8 December 2016
RBI MAINTAIN STATUS QUO ON REPOSITORY RATES – REALTY SECTOR LIKELY TO KEEP ‘WAIT AND WATCH’ MODE
During its fifth bimonthly policy review, the Reserve Bank of India (RBI) kept the repository rate unchanged at 6.25%. Repository or repo rate is the rate at which RBI lends to the commercial banks. Post-demonetisation, many analysts, had been expecting a rate cut by at least 25 basis points. A few state-owned banks, such as Canara Bank, have nevertheless reduced lending rates by cutting its one-year marginal cost of funds based lending rate (MCLR) to 9.15 from 9.30. Bank of India and Bank of Baroda, too, lowered their lending rates even before the monetary policy.

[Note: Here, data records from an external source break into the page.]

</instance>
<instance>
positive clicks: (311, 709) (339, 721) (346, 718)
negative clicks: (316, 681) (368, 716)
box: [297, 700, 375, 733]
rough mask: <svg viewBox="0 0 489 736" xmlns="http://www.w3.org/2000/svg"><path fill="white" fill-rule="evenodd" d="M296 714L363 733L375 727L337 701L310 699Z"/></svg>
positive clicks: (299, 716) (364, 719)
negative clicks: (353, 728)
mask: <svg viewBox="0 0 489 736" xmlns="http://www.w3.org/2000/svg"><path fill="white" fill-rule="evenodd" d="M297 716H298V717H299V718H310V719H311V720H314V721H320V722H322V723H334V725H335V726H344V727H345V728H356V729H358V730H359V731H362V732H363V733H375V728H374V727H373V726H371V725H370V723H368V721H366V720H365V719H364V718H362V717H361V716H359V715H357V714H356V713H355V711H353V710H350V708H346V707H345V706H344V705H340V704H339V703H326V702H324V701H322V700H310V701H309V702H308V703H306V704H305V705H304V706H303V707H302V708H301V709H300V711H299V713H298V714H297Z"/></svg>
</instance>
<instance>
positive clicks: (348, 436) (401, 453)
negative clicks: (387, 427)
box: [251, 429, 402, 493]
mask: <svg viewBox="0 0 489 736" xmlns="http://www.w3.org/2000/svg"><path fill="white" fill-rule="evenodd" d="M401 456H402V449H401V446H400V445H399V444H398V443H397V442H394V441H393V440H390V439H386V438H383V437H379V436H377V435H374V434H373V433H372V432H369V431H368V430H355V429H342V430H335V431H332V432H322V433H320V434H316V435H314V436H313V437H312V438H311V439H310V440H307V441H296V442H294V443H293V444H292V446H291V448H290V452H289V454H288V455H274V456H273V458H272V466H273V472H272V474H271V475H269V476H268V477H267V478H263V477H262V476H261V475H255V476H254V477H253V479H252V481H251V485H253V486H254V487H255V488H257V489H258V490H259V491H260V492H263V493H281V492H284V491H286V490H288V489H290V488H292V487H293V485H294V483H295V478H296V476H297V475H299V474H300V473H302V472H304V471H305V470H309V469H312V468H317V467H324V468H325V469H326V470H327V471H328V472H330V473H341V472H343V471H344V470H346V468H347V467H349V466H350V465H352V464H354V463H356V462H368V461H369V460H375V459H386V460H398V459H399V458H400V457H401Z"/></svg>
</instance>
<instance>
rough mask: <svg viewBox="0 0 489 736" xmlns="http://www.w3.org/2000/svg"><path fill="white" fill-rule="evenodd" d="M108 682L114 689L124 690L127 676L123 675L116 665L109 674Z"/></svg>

Despite a near consensus on rate cuts, the Reserve Bank of India (RBI) kept the repo rates unchanged. The primary reason for this decision was the inflationary pressure and uncertain global scenario arising from Brexit, Trump’s victory and the Italian referendum. The real estate sector, which has been negatively impacted by the demonetisation drive was expecting a relief in the form of a lending rate cut. Since 8th November there has been a general fear in the market that real estate prices will fall significantly, especially for land and residential units. To counter this, some developers are assuring their buyers with price protection in the event of fall in their project rates. Whether these strategies will bring the buyers back is uncertain but the current decision of RBI has failed to provide any clarity to the current scenario. While disappointed with the RBI’s decision, we expect banks to lower lending rates because of increased liquidity, which will somewhat cushion the negative impact of demonetization. In our opinion, transaction volumes will remain low in the short-term as the buyers are likely to maintain the wait and watch strategy for some more time. However, we do not foresee significant fall in residential prices.